Usel merely smiled. ‘There is no key for this door, sire.
At least not one that would be of any use to you. Also your men could chop at it all day and all they would achieve is broken axes.'

‘How am I supposed to open it then?'

‘You cannot. Nor can any of your men hope to, unless they have something in their parentage they've done well to hide. Princess Iolwen on the other hand would be able to open it with just a touch.'

The mention of her name reminded Dafydd both that his wife should be arriving soon and that he would have the dreadful task of breaking the news to her about the attack. She had been as fond of Jarius as he was; they had all grown up together.
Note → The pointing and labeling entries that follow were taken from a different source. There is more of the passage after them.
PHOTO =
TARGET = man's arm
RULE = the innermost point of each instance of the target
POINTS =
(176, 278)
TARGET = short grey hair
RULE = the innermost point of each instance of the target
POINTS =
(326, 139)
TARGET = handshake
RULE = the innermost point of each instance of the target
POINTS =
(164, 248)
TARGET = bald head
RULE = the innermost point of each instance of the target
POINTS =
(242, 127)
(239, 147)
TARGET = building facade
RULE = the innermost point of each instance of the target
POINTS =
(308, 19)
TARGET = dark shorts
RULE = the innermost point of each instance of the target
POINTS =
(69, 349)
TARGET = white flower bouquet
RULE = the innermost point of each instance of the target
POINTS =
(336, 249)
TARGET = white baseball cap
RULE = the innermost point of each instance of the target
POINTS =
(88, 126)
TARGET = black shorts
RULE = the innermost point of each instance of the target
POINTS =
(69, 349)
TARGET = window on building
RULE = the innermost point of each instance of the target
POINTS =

‘What's behind this door then? What's so important it has to be protected by so powerful a spell?'

‘Nothing short of the secret that has kept the House of Balwen in power for millennia. This door opens on to a passage that leads down under the Neuadd, and there the greatest treasures of the Twin Kingdoms are stored.' Usel had the faintest of smirks on his face, as if his enigmatic reply were somehow amusing him. Dafydd suppressed the urge to hit him; the man could be so infuriatingly smug at times, but he was also more helpful than not. Usually, at least. There was the small matter of the arrival of the princess too.